By Elsa Maxey
By the end of the year, the southern part of Missouri City may have grown in size. There’s a part of Newpoint Estates, about 64 lots and reserves, that is not in its city limits, nor within the city limits of neighboring Arcola. Plans are now “on again” to consider adding it to Missouri City. This almost happened last year at around the same time, but the city decided not to proceed. It reports that annexation was postponed after some residents protested, citing tax and service concerns.
Earlier this month, however, the city council unanimously approved moving forward. City staff was directed to prepare an annexation service plan, which during the council session was surmised that it would probably be an update of last year’s work. By the end of the month written notification to property owners in Sections 1, 2, and 3 of Newpoint Estates will have been sent, according to a timetable, as will other entities. The annexation process by a city must take place in compliance with a section of the Texas Local Government Code.

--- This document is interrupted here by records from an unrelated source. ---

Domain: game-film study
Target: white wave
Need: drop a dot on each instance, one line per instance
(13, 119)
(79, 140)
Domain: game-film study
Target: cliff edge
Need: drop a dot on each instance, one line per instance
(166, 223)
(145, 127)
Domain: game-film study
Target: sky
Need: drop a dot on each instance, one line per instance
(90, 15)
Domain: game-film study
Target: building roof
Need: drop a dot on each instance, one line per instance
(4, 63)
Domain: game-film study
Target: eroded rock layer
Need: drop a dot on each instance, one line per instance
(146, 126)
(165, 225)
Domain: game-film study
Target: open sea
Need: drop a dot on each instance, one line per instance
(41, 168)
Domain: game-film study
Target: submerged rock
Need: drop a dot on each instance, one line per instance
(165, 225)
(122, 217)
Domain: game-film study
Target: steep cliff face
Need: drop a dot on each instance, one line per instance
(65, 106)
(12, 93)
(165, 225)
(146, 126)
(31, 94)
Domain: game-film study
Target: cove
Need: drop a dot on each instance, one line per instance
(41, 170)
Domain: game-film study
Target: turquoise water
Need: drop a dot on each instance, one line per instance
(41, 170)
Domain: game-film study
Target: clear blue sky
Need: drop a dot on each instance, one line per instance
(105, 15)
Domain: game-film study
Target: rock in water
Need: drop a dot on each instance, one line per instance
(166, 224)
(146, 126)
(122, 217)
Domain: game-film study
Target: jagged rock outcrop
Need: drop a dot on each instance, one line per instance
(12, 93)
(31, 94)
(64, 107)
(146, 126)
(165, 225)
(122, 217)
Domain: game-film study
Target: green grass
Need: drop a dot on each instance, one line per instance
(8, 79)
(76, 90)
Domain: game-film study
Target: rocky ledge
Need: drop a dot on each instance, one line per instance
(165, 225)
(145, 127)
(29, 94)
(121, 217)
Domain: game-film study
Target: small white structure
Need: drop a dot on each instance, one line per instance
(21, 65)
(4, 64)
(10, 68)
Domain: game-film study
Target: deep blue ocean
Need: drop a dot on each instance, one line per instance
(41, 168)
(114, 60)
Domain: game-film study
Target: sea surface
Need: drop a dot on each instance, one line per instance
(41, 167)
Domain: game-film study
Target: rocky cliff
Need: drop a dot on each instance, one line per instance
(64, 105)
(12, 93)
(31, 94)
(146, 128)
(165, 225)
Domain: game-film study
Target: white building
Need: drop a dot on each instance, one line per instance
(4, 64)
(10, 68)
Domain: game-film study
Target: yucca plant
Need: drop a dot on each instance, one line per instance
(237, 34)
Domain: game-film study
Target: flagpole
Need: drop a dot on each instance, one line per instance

Newpoint Estates, off State Highway 6, already has about 12 homes in the neighborhood that lie in the city limits of Missouri City. According to the city, there is also a part of Newpoint Estates in the Arcola city limits.
This proposed annexation will allow the provision of police, fire and rescue services and other municipal services to the entire Newpoint Estates neighborhood that corresponds to Missouri City. There will also be a clear understanding of whose responsibility it is to provide services.
Assistant City Manager Scott Elmer told council that last year, the Darby Lane crossing in that area was believed to be in the city limits. When the city began to initiate a project to improve bottlenecking there and conducted a survey, it was determined that Darby Lane was outside the city boundaries. He said Missouri City then worked on an agreement with Fort Bend County to reconstruct the crossing over Oyster Creek and cooperated with the effort.
A spirited discussion about the annexation by council members included the current condition of the area requiring rehabilitation street work. Councilmember Floyd Emery asked why the city was considering annexation at this time. Mayor Pro Tem Jerry Wyatt said it was nothing new since the city had been talking about it for the past nine years.
“Danny (Nguyen), Robert (Marshall), and I met with them and I got the impression they are not really that enamored with us,” said Emery referring to two other council members, who met with residents of the area.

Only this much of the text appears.